さて、VRMには2種類の腕木式信号機の進行と停止の状態、合計4種類がラインアップされています。
「シングル進行/停止」はシンプルに進行と停止だけをしらせるもので、場内信号と出発信号として、それぞれ駅手前と駅終端に設置されます。部品を見ればわかるとおり、腕木が降りていると進行、水平だと停止です。
「ダブル進行/停止」は赤い腕木の下に橙色の腕木がついています。赤い腕木はシングル同様ですが、橙色の腕木は駅を通過する列車に補足的に駅構内の状況を知らせます。
すなわち、赤と橙がともに水平ならば停止、赤が降りて橙が水平ならば注意、赤も橙も下がっていれば進行を表します。
じゃあ赤あげて、橙あげないで赤あげなかったらどうなるかというと(以下略
そういうわけで「ダブル進行/停止」は通過列車のある駅の場内信号に使いましょう。
さて、自動閉塞区間の立役者、3灯信号に話は移ります。3灯信号だけで自動閉塞区間を再現するのはまことに苦しいですが、そこはそれ、あくまで模型ということで。
ATSにもいくつか種類がありますが、基本はghostさんがスクリプト禅問答で解説しておられたように「2つ先の閉塞区間に列車がいるとき、目の前の信号は黄現示、1つ先の信号は赤現示」となるだけです。

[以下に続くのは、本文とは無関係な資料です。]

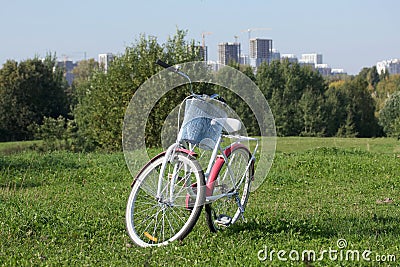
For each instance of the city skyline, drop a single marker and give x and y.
(350, 34)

よって3灯信号は駅間に適当な間隔(等間隔でなくともよい)で並べます。また、待避線などのある駅=停車場では駅手前と駅終端に場内信号と出発信号を設置しましょう。単に乗り場があるだけの駅=停留場には必要ありません。
物足りない方は6号を買って、充実した信号ライフを送りましょう。あんまり突っ込むとボロが出るので自分はここらで止めておきます。
なおATS地上子なんて部品もありますが、設置してもあんまり変わりません。レイコンレイアウトにわざわざ付けてみて実感しました。
それでも付けたい!という方がいないのを承知で書きますと、ATS地上子は主に3つのシチュエーションで設置されます。
まず信号機直下。信号が赤現示のときにこれを列車が踏むと、否応なしに非常制動がかかります。黄現示のときは、列車が制限速度を超えていた場合に非常制動がかかります。直下とはいっても信号機とは結構ずれて配置されていることも多いです。
信号の約600m手前にも設置されます。これは信号機直下の地上子が速度超過の列車を検出しても信号機の冒進は免れないので、冒進する前に減速できるよう備えて設置されるものです。
また、4月の事故で有名になりましたが、地上子を2つ並べ、列車が2つを通過するタイムラグを計ることで速度照査にも使用できます。これは曲線やポイントの手前に設置されます。
以上であります。VRM4に多大なる経済的負担を強いられそうなので(笑)、自分はVRM3の未購入分は滅多なことでは買いません。よって6号の部品で再びこの記事をやろうなどとは考えていませんのでご安心ください。
ちなみに、腕木式信号がVRM4のスクリプト対応で出たら人気出るかもしれませんね。自分は自動閉塞世代なので別段親しみを感じないんですが。